9. The device of claim 8, wherein the machine learning module further receives at least one of a test condition or a page ID for the codeword, wherein the at least one of the test condition or the page ID comprises a further input to the machine learning technique executed by the machine learning module.

10. The device of claim 9, wherein the test condition comprises at least one of a program temperature of the data read from the solid-state storage device, a read temperature of the data read from the solid-state storage device, data retention time, or a program/erase cycle identifier.

11. The device of claim 9, wherein the page ID comprises a page number or a page type.

12. The device of claim 9, wherein the read channel parameters comprise at least one reference threshold voltage and a plurality of log-likelihood ratio values for the codeword.

13. The device of claim 12, wherein the reference threshold voltage and the plurality of log-likelihood ratio values comprise outputs of a common machine learning technique, and wherein cost functions for each of the reference voltage and the plurality of log-likelihood ratio values are individually weighted in the machine learning technique.

14. The device of claim 9, wherein the machine learning module executes the machine learning technique for estimation of the read channel parameters in response to an unsuccessful decoding of the codeword by the error correction decoder.

15. One or more tangible processor-readable storage media embodied with instructions for executing on one or more processors and circuits of a device a process for estimating read channel parameters of a read channel in a solid-state storage device, comprising:

determining signal count metrics associated with a codeword read from a solid-state storage device;

obtaining a syndrome weight of an error correction code of a decoder of the read channel for the codeword;

applying a machine learning technique having at least the signal count metrics and the syndrome weight as inputs to estimate one or more read channel parameters specific to the codeword as a result of the machine learning technique; and

reading data of the codeword from the read channel of the solid-state storage device using the one or more read channel parameters.

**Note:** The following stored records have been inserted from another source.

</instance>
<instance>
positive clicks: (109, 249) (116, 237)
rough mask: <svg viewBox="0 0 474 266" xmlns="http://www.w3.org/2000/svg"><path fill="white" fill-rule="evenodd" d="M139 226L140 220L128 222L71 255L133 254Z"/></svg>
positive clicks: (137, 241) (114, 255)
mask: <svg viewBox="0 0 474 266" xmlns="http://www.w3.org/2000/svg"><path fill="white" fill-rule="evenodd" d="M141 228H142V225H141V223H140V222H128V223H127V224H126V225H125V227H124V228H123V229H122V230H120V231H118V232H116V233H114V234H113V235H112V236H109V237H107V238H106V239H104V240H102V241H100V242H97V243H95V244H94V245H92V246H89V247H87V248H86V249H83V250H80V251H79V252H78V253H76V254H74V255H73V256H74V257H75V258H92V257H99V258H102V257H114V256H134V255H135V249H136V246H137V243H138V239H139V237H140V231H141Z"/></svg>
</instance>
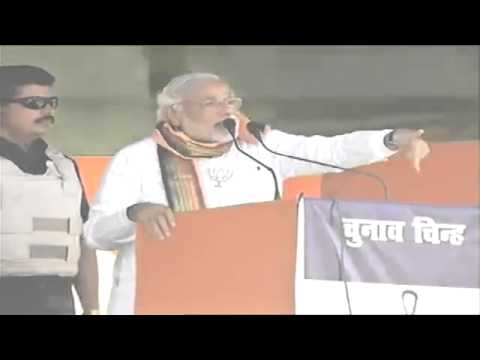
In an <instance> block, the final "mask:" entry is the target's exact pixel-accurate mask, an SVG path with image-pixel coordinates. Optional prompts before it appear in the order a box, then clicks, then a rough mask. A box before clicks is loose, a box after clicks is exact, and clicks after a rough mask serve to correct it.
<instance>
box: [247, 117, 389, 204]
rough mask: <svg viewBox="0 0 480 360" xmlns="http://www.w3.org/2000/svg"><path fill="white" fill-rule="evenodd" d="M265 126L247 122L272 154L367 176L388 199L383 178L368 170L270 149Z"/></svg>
mask: <svg viewBox="0 0 480 360" xmlns="http://www.w3.org/2000/svg"><path fill="white" fill-rule="evenodd" d="M265 126H266V125H265V124H262V123H258V122H255V121H250V122H249V123H248V124H247V129H248V131H250V133H251V134H252V135H253V136H254V137H255V138H256V139H257V140H258V141H259V142H260V144H262V146H263V147H264V148H265V149H266V150H267V151H268V152H271V153H272V154H275V155H278V156H283V157H287V158H290V159H294V160H298V161H303V162H308V163H311V164H317V165H321V166H326V167H330V168H333V169H339V170H343V171H350V172H352V173H355V174H359V175H364V176H367V177H369V178H372V179H374V180H376V181H378V182H379V183H380V184H381V185H382V188H383V193H384V196H385V200H388V189H387V186H386V185H385V182H384V181H383V179H382V178H381V177H379V176H377V175H374V174H371V173H368V172H363V171H360V170H356V169H349V168H344V167H342V166H338V165H333V164H328V163H324V162H321V161H315V160H309V159H304V158H300V157H298V156H293V155H287V154H282V153H279V152H277V151H275V150H272V149H270V148H269V147H268V146H267V145H265V143H264V142H263V139H262V134H261V133H262V132H263V131H264V130H265Z"/></svg>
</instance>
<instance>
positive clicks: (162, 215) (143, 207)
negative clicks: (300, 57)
mask: <svg viewBox="0 0 480 360" xmlns="http://www.w3.org/2000/svg"><path fill="white" fill-rule="evenodd" d="M127 217H128V218H129V219H130V220H131V221H133V222H136V223H138V224H142V225H143V226H144V227H145V231H146V232H147V233H148V234H149V235H150V236H151V237H153V238H155V239H161V240H165V239H166V238H168V237H169V236H170V235H171V233H172V230H173V228H174V227H175V217H174V215H173V211H172V210H171V209H170V208H169V207H167V206H164V205H160V204H153V203H138V204H135V205H132V206H130V207H129V208H128V209H127Z"/></svg>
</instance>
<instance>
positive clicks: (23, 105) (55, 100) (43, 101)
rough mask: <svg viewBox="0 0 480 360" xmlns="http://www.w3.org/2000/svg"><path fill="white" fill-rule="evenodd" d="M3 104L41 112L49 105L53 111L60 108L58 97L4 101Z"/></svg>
mask: <svg viewBox="0 0 480 360" xmlns="http://www.w3.org/2000/svg"><path fill="white" fill-rule="evenodd" d="M1 101H2V102H3V103H17V104H20V105H22V106H23V107H26V108H27V109H32V110H39V109H44V108H45V107H46V106H47V105H50V106H51V107H52V108H53V109H56V108H57V107H58V97H56V96H52V97H44V96H29V97H24V98H18V99H4V100H1Z"/></svg>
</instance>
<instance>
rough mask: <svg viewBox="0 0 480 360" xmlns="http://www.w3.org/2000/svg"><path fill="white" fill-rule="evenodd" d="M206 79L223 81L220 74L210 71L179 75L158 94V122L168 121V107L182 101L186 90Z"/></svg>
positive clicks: (157, 100)
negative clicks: (211, 72) (220, 77)
mask: <svg viewBox="0 0 480 360" xmlns="http://www.w3.org/2000/svg"><path fill="white" fill-rule="evenodd" d="M204 81H222V78H220V76H218V75H215V74H209V73H190V74H184V75H180V76H177V77H175V78H173V79H172V80H170V81H169V83H168V84H167V85H166V86H165V87H164V88H163V89H162V91H160V92H159V93H158V94H157V121H156V122H157V124H158V123H159V122H160V121H166V120H168V119H167V116H166V109H167V108H168V107H170V106H172V105H176V104H179V103H180V102H181V101H182V98H183V96H184V95H185V93H186V90H189V89H191V87H192V86H194V85H197V84H198V83H201V82H204Z"/></svg>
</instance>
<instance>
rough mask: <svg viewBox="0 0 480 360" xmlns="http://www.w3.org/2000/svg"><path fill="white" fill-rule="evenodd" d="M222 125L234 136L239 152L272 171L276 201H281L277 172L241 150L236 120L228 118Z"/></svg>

16. The one or more tangible processor-readable storage media of claim 15, wherein the process further comprises:

determining at least one of a test condition or a page ID for the codeword, wherein the at least one of the test condition or the page ID comprises a further input to the machine learning technique.

17. The one or more tangible processor-readable storage media of claim 16, wherein the test condition comprises at least one of a program temperature of the data read from the solid-state storage device, a read temperature of the data read from the solid-state storage device, data retention time, or a program/erase cycle identifier and the page ID comprises a page number or a page type.

18. The one or more tangible processor-readable storage media of claim 15, wherein the read channel parameters comprise at least one reference threshold voltage and a plurality of log-likelihood ratio values for the codeword.

19. The one or more tangible processor-readable storage media of claim 18, wherein the reference threshold voltage and the plurality of log-likelihood ratio values comprise outputs of a common machine learning technique, and wherein cost functions for each of the reference voltage and the plurality of log-likelihood ratio values are individually weighted in the machine learning technique.

20. The one or more tangible processor-readable storage media of claim 14, wherein the estimation of the read channel parameters is conducted in response to an unsuccessful decoding of the codeword using an error correction code.